Saturday 18 November 2017

Councils face cuts in services as 'mini-Nama' scheme suspended

Majella O'Sullivan

Majella O'Sullivan

CASH-strapped city and county councils will have to fork out millions of euro in loan repayments for land that was supposed to be transferred to a government-run scheme.

The Department of the Environment can no longer afford the scheme to bail out the councils, meaning services will have to be cut to make up the shortfall.

Councils had applied to have land that was bought for development for housing during the boom transferred to the department's Land Aggregation Scheme.

However, the department is now saying it is not agreeing any proposals without first reviewing its spending.

Under the scheme introduced in 2010, described as a "mini-NAMA for councils", local authorities would transfer ownership of land to the Housing and Sustainable Communities Agency to decide if it was to be developed or sold on the open market.

The move came after local authorities spent millions on landbanks to develop social and affordable housing during the boom, which had been approved and encouraged by the department.

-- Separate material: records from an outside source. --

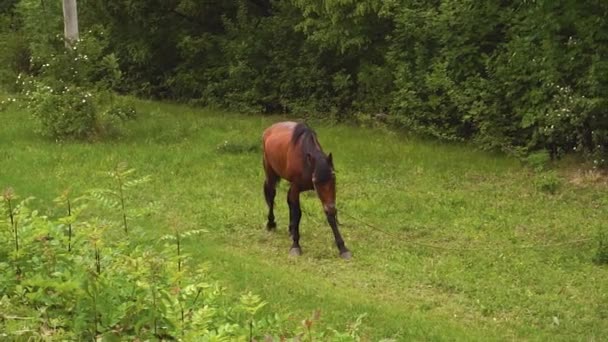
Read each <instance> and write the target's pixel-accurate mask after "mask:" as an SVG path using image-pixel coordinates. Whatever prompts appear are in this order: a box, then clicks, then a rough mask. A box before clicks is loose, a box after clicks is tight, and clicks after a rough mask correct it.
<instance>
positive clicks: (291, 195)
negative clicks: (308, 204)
mask: <svg viewBox="0 0 608 342" xmlns="http://www.w3.org/2000/svg"><path fill="white" fill-rule="evenodd" d="M287 204H289V233H291V238H292V239H293V244H292V245H291V249H290V250H289V254H290V255H301V254H302V248H300V218H302V210H301V209H300V190H299V189H298V188H297V186H295V185H294V184H292V185H291V186H290V187H289V192H288V193H287Z"/></svg>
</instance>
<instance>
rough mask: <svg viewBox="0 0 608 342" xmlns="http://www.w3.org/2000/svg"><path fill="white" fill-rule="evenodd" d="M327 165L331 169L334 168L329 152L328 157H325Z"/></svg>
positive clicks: (331, 157)
mask: <svg viewBox="0 0 608 342" xmlns="http://www.w3.org/2000/svg"><path fill="white" fill-rule="evenodd" d="M327 163H328V164H329V166H331V168H332V169H333V168H334V158H333V156H332V155H331V152H330V153H329V155H327Z"/></svg>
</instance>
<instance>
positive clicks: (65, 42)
mask: <svg viewBox="0 0 608 342" xmlns="http://www.w3.org/2000/svg"><path fill="white" fill-rule="evenodd" d="M63 28H64V30H63V32H64V37H65V47H67V48H71V47H72V46H74V43H76V42H77V41H78V10H77V9H76V0H63Z"/></svg>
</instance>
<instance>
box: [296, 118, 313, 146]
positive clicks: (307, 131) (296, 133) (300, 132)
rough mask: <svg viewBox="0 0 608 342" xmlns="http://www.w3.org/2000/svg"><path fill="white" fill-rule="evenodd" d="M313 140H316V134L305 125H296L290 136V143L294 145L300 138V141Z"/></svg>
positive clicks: (310, 128)
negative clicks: (306, 139)
mask: <svg viewBox="0 0 608 342" xmlns="http://www.w3.org/2000/svg"><path fill="white" fill-rule="evenodd" d="M311 137H312V138H313V141H314V140H316V137H317V134H316V133H315V131H313V130H312V128H310V127H308V126H306V124H303V123H298V124H297V125H296V127H295V128H294V129H293V134H292V135H291V143H292V144H294V145H295V144H296V143H297V142H298V140H300V138H302V139H310V138H311Z"/></svg>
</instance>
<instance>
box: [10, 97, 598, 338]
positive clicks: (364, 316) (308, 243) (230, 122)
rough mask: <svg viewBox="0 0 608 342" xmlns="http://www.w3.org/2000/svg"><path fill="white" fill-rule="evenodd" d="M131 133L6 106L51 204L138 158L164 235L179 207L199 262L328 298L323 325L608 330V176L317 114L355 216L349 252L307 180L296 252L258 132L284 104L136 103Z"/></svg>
mask: <svg viewBox="0 0 608 342" xmlns="http://www.w3.org/2000/svg"><path fill="white" fill-rule="evenodd" d="M138 110H139V113H140V117H139V118H138V119H137V120H136V121H134V122H130V123H128V124H127V127H126V129H125V133H124V134H123V135H122V136H121V137H120V138H114V139H110V140H107V141H100V142H93V143H77V142H62V143H55V142H50V141H48V140H45V139H44V138H41V137H39V136H37V135H35V134H34V133H33V126H32V125H33V124H32V122H31V120H30V117H29V115H28V114H27V113H26V112H24V111H21V110H17V109H16V108H13V109H11V110H9V111H7V112H2V113H0V117H1V120H0V122H1V124H0V188H5V187H8V186H11V187H13V188H14V189H15V191H16V192H17V193H18V194H20V195H21V196H30V195H31V196H35V197H36V198H37V199H38V203H40V205H39V207H41V208H44V207H45V206H49V207H50V206H51V205H52V199H53V198H55V197H56V196H57V195H58V194H59V193H60V192H61V191H63V190H64V189H66V188H68V187H69V188H71V189H72V191H73V192H74V193H79V192H83V191H85V190H88V189H90V188H94V187H99V186H104V185H105V183H107V182H108V180H107V178H106V177H105V176H104V174H103V172H104V171H107V170H110V169H112V168H113V167H114V166H115V165H116V164H117V163H120V162H127V163H128V165H129V166H130V167H133V168H135V169H137V172H138V174H141V175H146V174H149V175H151V176H152V181H151V182H149V183H147V184H146V185H145V187H144V188H143V189H144V190H142V191H141V192H140V193H137V194H135V195H133V196H132V197H131V198H130V201H131V202H130V203H131V204H132V205H138V204H142V205H143V204H145V203H148V202H151V201H152V202H156V204H157V205H156V208H157V209H156V212H155V214H154V215H153V217H151V218H149V219H148V220H147V222H145V224H146V227H147V229H149V231H150V237H151V238H154V237H158V236H161V235H162V234H164V233H166V232H167V230H168V222H169V221H170V220H177V222H179V224H180V225H183V226H184V227H188V228H205V229H207V230H208V231H209V233H207V234H204V235H201V236H200V237H197V238H196V239H195V240H191V241H190V242H189V243H188V245H187V246H186V250H187V253H188V254H189V255H190V256H191V258H192V260H193V261H194V262H197V263H200V264H201V267H203V265H206V264H208V265H210V266H209V267H210V269H211V270H212V274H213V276H214V277H215V278H216V279H217V280H219V281H220V282H222V284H224V285H225V286H226V287H227V288H228V290H229V291H230V292H231V293H234V295H235V296H237V295H238V294H239V293H241V292H243V291H252V292H254V293H257V294H260V295H261V296H263V297H264V298H265V299H266V300H267V301H268V302H269V305H268V306H267V307H266V308H265V309H264V310H268V311H277V312H281V313H293V317H294V320H295V319H298V321H297V322H294V324H300V323H299V320H301V319H303V318H304V317H309V316H310V315H312V313H313V312H314V311H315V310H319V311H320V315H321V318H320V320H319V321H318V322H317V321H316V322H314V324H316V325H319V326H322V327H334V328H339V329H344V328H345V327H348V326H349V325H352V324H355V322H356V320H357V318H359V317H361V321H362V326H361V327H360V329H361V333H362V335H363V336H364V337H365V339H366V340H370V341H377V340H380V339H382V338H392V339H394V340H398V341H407V340H483V341H487V340H564V341H572V340H582V341H600V340H603V339H605V338H606V336H608V291H606V289H607V288H608V268H606V267H605V266H598V265H596V264H594V263H593V262H592V259H593V256H594V254H595V252H596V249H597V239H596V235H597V232H598V230H599V229H601V228H603V229H606V227H605V225H606V218H607V217H608V196H607V195H606V190H607V189H608V187H607V186H606V184H605V182H604V181H603V179H602V178H601V177H599V176H598V175H597V174H596V173H583V172H576V171H572V170H570V169H563V170H561V171H560V173H559V174H560V179H559V181H560V183H561V185H560V186H559V187H558V189H557V191H556V192H555V193H549V192H545V191H542V190H541V188H540V187H539V185H538V184H539V182H540V181H541V180H540V177H539V175H536V174H535V173H533V172H532V171H530V169H528V168H525V167H523V166H522V165H521V164H520V162H519V161H517V160H515V159H510V158H507V157H505V156H502V155H497V154H489V153H484V152H479V151H475V150H474V149H473V148H471V147H470V146H466V145H456V144H452V145H450V144H442V143H437V142H428V141H423V140H420V139H416V138H412V137H408V136H406V135H404V134H396V133H393V132H390V131H388V130H385V129H382V128H359V127H352V126H346V125H335V126H330V125H325V124H323V123H321V122H314V121H312V122H310V124H311V126H313V128H315V130H316V131H317V133H318V136H319V140H320V142H321V144H322V146H323V147H324V149H325V151H326V152H333V155H334V163H335V166H336V175H337V182H338V196H337V200H338V203H337V204H338V209H339V220H340V222H341V232H342V234H343V236H344V239H345V241H346V244H347V246H348V247H349V248H350V249H351V251H352V252H353V256H354V258H353V259H352V260H350V261H344V260H342V259H340V258H339V257H338V252H337V249H336V248H335V246H334V243H333V236H332V234H331V230H330V229H329V226H328V225H327V224H326V223H325V219H324V215H323V213H322V209H321V206H320V203H319V202H318V200H317V199H316V197H315V195H314V194H313V193H307V194H305V195H303V196H302V207H303V212H304V214H303V217H302V222H301V235H302V237H301V244H302V248H303V252H304V254H303V255H302V256H301V257H299V258H291V257H289V256H288V251H289V247H290V245H291V241H290V237H289V235H288V232H287V224H288V209H287V204H286V192H287V184H286V183H284V182H283V183H281V185H280V187H279V190H278V193H277V200H276V201H277V205H276V209H275V214H276V215H277V223H278V229H277V232H275V233H269V232H267V231H266V229H265V219H266V213H267V208H266V204H265V202H264V198H263V192H262V183H263V171H262V167H261V150H260V142H261V133H262V131H263V130H264V128H265V127H267V126H268V125H270V124H271V123H273V122H275V121H278V120H282V119H286V118H282V117H276V116H275V117H261V116H242V115H237V114H230V113H222V112H215V111H212V110H205V109H196V108H191V107H187V106H181V105H173V104H164V103H158V102H138Z"/></svg>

The transfer of land under the scheme removed the burden of interest repayments from the local authority.

For example, Kerry County Council had applied to transfer almost 14 hectares of development land (34 acres), and now faces a bill of €750,000 for interest loan repayments next year.

The land was purchased between 2005 and 2007, at the height of the housing boom.

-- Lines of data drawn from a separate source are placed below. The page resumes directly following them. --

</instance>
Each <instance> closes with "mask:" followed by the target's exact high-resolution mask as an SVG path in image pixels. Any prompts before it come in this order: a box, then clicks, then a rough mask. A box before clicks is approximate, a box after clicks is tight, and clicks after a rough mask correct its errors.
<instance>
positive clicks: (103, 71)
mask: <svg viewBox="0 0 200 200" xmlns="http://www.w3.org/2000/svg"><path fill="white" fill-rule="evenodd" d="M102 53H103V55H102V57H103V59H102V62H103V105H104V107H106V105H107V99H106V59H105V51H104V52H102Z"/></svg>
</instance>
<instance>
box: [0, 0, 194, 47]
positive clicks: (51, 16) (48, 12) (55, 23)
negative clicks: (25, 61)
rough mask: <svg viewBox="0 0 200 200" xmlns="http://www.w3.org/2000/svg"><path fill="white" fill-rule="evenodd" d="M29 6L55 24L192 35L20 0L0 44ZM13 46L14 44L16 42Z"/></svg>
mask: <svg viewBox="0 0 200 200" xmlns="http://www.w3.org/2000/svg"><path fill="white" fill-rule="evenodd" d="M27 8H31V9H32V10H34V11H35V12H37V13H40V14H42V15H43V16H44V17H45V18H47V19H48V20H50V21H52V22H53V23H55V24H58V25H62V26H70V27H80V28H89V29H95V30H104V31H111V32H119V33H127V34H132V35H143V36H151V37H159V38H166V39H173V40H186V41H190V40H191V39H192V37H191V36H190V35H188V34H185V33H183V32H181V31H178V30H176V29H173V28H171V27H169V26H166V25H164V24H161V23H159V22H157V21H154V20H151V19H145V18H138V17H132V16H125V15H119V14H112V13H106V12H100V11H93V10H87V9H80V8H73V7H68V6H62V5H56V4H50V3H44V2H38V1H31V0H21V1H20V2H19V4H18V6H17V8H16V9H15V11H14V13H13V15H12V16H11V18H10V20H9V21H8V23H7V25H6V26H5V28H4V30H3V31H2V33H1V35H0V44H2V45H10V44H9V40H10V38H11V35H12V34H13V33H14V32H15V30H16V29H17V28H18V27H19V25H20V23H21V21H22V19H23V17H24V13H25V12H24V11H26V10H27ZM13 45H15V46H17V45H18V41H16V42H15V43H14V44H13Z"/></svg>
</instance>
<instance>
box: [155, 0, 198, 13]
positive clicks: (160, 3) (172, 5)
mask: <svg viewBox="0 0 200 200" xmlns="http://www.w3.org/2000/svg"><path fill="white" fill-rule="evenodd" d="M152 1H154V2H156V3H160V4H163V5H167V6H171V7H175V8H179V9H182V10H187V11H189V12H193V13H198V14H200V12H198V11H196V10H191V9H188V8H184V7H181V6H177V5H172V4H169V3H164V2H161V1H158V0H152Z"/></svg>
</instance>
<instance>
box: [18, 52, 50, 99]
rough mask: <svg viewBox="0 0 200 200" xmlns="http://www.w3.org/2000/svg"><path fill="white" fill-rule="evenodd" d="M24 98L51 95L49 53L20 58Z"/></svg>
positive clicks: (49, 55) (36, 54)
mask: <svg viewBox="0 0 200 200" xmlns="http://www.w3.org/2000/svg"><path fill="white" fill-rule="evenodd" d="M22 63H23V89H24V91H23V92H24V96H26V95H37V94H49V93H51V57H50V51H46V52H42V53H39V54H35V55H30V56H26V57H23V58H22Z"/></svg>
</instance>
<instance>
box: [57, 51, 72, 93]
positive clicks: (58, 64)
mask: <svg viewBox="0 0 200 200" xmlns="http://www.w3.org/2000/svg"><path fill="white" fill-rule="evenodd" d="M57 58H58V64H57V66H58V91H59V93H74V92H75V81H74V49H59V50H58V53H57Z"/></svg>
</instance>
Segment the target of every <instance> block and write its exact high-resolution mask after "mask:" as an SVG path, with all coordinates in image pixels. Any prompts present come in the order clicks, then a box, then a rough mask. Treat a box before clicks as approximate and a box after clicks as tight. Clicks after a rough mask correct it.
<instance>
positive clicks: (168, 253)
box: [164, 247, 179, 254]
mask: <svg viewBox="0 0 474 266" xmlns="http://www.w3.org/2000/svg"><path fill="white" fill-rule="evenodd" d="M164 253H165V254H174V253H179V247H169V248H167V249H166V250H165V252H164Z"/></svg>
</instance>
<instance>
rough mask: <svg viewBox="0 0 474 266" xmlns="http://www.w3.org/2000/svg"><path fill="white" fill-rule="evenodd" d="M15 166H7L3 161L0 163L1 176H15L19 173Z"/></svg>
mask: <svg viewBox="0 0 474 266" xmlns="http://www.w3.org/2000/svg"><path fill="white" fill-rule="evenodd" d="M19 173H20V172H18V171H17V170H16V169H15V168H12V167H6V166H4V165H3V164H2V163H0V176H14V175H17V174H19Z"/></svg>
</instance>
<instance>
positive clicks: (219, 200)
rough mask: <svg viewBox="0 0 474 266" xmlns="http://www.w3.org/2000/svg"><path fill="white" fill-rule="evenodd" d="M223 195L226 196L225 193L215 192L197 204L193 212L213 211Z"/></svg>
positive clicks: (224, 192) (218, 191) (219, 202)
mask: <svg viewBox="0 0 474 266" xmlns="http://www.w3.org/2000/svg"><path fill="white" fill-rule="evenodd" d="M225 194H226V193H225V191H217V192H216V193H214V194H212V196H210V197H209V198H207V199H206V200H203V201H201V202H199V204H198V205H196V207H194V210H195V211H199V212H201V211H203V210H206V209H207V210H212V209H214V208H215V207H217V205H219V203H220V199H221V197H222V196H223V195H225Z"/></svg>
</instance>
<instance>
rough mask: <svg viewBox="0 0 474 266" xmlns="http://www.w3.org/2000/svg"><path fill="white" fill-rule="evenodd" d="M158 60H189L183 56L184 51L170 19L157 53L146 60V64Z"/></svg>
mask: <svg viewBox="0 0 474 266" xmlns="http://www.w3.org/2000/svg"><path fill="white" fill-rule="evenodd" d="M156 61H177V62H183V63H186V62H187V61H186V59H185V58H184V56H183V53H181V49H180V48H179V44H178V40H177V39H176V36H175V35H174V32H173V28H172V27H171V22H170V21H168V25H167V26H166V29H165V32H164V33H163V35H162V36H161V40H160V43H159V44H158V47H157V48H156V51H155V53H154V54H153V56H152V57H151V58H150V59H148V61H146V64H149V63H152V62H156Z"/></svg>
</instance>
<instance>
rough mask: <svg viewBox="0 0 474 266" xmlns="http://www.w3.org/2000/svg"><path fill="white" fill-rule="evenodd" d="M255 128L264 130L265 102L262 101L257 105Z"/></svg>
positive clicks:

Up until now, the council had availed of a seven-year interest-free period, but this is due to run out at the end of the year.

So far, applications worth €316m in loan value have been received by the department for inclusion in the scheme and 73 sites, representing 247 hectares and just over €162m in loans, have been accepted.

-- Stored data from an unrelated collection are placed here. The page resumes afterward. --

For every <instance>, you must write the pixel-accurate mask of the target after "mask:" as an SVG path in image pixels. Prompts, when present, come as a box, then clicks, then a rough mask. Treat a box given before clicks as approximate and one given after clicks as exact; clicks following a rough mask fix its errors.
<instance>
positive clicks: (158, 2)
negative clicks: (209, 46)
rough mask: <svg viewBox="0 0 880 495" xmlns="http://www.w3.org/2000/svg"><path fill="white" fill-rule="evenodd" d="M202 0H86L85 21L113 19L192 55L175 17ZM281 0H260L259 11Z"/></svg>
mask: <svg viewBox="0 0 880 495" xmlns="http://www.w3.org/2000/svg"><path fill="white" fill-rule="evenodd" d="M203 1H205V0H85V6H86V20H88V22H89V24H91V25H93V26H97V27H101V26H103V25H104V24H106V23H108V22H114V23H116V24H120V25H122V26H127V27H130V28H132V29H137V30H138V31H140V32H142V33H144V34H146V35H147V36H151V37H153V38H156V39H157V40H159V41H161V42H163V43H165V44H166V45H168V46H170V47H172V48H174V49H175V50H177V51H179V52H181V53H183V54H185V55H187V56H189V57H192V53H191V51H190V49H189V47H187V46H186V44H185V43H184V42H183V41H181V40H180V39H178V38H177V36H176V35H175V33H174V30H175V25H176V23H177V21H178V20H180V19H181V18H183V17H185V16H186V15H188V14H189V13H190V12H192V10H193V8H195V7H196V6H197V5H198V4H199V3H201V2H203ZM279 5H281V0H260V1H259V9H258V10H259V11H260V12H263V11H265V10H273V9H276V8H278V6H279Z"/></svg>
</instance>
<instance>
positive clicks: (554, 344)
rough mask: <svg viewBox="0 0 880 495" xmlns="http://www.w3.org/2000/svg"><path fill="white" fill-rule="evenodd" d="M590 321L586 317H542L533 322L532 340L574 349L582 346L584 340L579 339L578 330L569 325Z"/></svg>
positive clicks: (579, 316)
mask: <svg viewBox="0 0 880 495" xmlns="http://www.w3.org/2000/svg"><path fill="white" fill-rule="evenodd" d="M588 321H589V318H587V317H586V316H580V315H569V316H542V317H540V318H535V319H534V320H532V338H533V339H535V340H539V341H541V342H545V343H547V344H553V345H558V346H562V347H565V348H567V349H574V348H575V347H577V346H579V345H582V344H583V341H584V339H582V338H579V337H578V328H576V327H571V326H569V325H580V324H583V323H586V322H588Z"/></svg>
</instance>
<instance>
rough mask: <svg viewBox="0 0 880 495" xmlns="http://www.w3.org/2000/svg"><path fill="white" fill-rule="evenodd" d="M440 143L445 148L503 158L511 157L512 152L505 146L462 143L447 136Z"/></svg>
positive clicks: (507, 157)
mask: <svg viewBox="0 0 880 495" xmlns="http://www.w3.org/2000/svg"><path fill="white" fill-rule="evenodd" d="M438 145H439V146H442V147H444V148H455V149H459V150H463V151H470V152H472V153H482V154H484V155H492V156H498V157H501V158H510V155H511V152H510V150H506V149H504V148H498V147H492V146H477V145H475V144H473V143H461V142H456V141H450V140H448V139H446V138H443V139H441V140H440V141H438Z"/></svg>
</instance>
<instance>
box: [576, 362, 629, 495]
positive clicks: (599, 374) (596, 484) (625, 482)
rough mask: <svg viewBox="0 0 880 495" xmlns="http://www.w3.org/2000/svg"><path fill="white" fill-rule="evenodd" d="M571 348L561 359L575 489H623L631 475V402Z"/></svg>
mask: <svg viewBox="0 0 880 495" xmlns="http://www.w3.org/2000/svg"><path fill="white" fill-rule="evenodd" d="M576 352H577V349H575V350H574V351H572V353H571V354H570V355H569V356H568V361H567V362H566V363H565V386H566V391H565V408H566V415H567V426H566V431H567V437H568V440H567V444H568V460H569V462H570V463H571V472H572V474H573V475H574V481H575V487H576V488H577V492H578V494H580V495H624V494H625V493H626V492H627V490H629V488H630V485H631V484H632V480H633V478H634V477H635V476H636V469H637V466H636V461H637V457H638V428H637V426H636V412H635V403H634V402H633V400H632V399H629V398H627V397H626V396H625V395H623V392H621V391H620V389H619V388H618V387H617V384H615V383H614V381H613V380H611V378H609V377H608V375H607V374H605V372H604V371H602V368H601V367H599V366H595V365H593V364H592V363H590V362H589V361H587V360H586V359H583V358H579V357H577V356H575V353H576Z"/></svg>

But the scheme is now under review and the department is not currently processing any more applications. While the matter is waiting to be resolved, councils will have to find the cash in their budgets to service the loans.


At its monthly meeting, Kerry County Council heard this would have "serious implications" for the budget, and services would have to be cut to make up the shortfall.

Director of housing John Breen said he had been informed verbally of the changes, but formal written notification had yet to be received.

Several other local authorities that had applied to transfer land also now have to face the prospect of cutting services.

"We were encouraged to buy this land by the department and we're now in a position, like a lot of developers, where it must be paid for," Mr Breen told the Irish Independent.

Mr Breen said the department had invited applications for the Land Aggregation Scheme, and the council had complied with everything it had been asked for.

"And now, at the final hour, they've turned around and said they can't afford it, but there's going to have to be some resolution on it," he said.

"Everybody is in the same boat because they're not approving any applications, and what the department is saying is this is now a debt issue and they're looking to move it to the Department of Public Expenditure."

A spokesman for the department said funding for the scheme was agreed on condition that it be kept under continuous review.

He said the scheme was currently under review and the department was not in a position to progress any applications until this had been completed.